SAN FRANCISCO--(BUSINESS WIRE)-- Wells Fargo & Company (NYSE:WFC) today commented on the results of the Federal Reserve Board’s (FRB) Dodd-Frank Act stress test and related Comprehensive Capital Analysis and Review (CCAR), including the FRB’s instructions regarding capital distributions through the end of third quarter 2020.
The FRB is requiring the nation’s largest banks, including Wells Fargo, to update and resubmit their capital plans within 45 days after the FRB provides updated scenarios.
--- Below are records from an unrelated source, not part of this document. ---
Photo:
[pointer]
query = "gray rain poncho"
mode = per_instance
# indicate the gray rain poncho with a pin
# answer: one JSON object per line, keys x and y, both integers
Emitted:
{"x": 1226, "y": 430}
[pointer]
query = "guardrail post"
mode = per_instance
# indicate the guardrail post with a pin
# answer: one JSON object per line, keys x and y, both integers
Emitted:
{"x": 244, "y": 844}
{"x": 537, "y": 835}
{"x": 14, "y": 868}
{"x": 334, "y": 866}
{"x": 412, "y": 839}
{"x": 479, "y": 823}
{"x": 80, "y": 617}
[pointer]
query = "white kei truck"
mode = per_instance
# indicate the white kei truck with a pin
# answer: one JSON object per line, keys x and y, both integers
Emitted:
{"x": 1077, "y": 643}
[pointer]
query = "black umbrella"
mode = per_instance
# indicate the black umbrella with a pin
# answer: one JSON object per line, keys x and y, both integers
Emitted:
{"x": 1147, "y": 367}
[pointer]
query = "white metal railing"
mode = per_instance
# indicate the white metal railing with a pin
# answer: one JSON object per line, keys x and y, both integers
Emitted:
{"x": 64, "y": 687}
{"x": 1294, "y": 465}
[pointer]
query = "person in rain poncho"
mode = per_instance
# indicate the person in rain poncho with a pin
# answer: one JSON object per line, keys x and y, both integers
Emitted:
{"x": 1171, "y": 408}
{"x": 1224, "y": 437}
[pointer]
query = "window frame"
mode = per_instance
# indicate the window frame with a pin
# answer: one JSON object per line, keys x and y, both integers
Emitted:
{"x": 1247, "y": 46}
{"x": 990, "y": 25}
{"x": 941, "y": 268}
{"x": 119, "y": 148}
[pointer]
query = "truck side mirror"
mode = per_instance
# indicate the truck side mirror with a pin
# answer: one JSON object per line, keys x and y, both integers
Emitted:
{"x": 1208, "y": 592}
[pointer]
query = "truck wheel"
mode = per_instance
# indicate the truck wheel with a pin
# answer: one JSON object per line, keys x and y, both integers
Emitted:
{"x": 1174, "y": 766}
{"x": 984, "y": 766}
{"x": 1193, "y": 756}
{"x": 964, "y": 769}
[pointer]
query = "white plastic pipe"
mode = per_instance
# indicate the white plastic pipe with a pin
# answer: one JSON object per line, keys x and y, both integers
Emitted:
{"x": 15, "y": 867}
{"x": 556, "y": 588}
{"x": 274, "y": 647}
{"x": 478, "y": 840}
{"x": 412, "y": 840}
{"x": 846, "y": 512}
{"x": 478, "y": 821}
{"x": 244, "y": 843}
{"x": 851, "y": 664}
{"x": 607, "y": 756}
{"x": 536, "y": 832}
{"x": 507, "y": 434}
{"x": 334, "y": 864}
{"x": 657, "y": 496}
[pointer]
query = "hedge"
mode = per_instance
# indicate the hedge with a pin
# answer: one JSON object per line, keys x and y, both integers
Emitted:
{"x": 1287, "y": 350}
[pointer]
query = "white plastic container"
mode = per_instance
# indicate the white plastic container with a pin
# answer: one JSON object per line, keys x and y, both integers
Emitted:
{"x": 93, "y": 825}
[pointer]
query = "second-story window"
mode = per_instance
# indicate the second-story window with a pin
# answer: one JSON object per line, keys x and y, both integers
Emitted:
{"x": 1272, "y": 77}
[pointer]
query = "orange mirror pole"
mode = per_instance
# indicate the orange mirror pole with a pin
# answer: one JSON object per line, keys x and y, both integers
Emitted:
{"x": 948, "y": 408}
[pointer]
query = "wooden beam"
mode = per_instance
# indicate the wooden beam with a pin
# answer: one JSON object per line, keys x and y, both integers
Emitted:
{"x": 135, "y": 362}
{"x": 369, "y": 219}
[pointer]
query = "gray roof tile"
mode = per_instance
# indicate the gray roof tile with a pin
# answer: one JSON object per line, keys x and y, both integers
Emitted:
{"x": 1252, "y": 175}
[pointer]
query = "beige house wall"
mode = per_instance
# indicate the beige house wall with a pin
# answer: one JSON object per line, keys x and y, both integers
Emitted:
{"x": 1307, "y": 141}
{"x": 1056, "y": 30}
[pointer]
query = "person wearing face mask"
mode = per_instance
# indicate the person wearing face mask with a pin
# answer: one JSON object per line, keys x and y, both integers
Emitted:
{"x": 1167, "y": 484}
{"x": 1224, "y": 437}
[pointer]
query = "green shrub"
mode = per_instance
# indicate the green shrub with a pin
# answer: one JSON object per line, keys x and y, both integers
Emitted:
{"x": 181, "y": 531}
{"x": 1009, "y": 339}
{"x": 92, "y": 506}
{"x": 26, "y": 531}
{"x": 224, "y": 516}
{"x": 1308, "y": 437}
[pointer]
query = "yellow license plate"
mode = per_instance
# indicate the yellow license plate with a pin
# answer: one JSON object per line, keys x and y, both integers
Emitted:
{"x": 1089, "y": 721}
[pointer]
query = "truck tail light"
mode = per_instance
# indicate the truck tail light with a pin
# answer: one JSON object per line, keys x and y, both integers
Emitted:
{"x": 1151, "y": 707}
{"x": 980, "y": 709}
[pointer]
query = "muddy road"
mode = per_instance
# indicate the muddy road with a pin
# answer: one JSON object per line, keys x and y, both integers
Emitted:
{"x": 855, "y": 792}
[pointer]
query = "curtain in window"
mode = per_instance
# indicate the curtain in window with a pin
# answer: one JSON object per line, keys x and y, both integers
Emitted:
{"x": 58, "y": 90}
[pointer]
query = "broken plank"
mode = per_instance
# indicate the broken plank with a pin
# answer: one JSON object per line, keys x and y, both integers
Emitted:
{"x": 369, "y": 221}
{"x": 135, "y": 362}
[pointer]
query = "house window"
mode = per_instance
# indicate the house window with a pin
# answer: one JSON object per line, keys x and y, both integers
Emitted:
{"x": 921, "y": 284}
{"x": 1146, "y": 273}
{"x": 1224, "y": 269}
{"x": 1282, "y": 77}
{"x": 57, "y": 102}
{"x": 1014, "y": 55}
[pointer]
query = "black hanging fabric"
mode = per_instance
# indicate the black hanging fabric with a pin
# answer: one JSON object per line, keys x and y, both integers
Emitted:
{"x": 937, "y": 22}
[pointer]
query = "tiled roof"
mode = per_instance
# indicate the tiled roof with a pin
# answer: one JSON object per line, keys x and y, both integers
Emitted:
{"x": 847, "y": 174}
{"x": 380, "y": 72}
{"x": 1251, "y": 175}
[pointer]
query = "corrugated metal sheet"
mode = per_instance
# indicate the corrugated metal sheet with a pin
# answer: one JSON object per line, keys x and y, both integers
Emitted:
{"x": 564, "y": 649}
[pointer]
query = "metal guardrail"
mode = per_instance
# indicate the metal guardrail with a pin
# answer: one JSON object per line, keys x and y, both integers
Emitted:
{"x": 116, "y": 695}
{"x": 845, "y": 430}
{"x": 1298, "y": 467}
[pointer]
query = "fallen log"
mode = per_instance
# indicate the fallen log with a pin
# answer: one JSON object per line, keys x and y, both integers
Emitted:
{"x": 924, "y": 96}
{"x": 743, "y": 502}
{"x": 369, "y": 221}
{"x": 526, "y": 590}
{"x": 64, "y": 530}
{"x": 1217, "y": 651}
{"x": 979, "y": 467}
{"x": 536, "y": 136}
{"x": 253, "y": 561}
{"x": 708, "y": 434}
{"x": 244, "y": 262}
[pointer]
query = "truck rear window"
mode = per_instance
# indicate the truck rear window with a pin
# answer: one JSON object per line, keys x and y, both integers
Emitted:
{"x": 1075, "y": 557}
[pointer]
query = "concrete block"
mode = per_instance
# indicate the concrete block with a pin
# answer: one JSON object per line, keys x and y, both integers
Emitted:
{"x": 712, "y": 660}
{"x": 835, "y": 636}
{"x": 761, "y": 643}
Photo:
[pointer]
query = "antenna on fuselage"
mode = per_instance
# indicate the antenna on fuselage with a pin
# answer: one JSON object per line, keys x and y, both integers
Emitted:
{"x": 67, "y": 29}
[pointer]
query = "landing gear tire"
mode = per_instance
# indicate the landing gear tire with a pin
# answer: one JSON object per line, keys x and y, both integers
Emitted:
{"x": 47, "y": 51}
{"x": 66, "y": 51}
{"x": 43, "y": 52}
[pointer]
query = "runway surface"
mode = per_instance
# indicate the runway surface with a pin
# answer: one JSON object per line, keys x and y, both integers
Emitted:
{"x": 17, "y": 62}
Requiring resubmission will prohibit each bank from making any capital distribution (excluding any capital distribution arising from the issuance of a capital instrument eligible for inclusion in the numerator of a regulatory capital ratio), unless otherwise approved by the FRB. Through the end of the third quarter of 2020, the FRB is authorizing each bank to:
- Make share repurchases relating to issuances of common stock related to employee stock ownership plans.
- Provided that the bank does not increase the amount of its common stock dividends, pay common stock dividends that do not exceed an amount equal to the average of the bank’s net income for the four preceding calendar quarters, unless otherwise specified by the FRB.
- Make scheduled payments on additional tier 1 and tier 2 capital instruments.
Based on these instructions, the company expects its common stock dividend in third quarter 2020 will be reduced from the current level of $0.51 per share. The company expects that the level of the third quarter dividend will be announced when it releases second quarter financial results on July 14, 2020.
In addition, following the FRB’s final publication of the CCAR results, the company expects its stress capital buffer to be 2.5%. The stress capital buffer represents a percentage amount of excess capital the company must hold above its minimum capital requirements beginning in October 2020. The stress capital buffer of 2.5% reflects a reduction in quarterly common stock dividends for the stress capital buffer period from the company’s current level of $0.51 per share.
“There remains great uncertainty in the path of the economic recovery and though it’s difficult to accurately predict the ultimate impact on our credit portfolio, our economic assumptions have changed significantly since last quarter. Accordingly, we expect our second quarter results will include an increase in the allowance for credit losses substantially higher than the increase in the first quarter,” said CEO Charlie Scharf. “Wells Fargo continues to have one of the strongest capital positions relative to regulatory minimums among the world’s financial services firms as demonstrated by our stress test results. These are certainly extremely challenging times for many and we remain committed to supporting our customers and communities, and we will continue to take appropriate measures to maintain strong capital and liquidity levels and to improve the earnings capacity of the company.”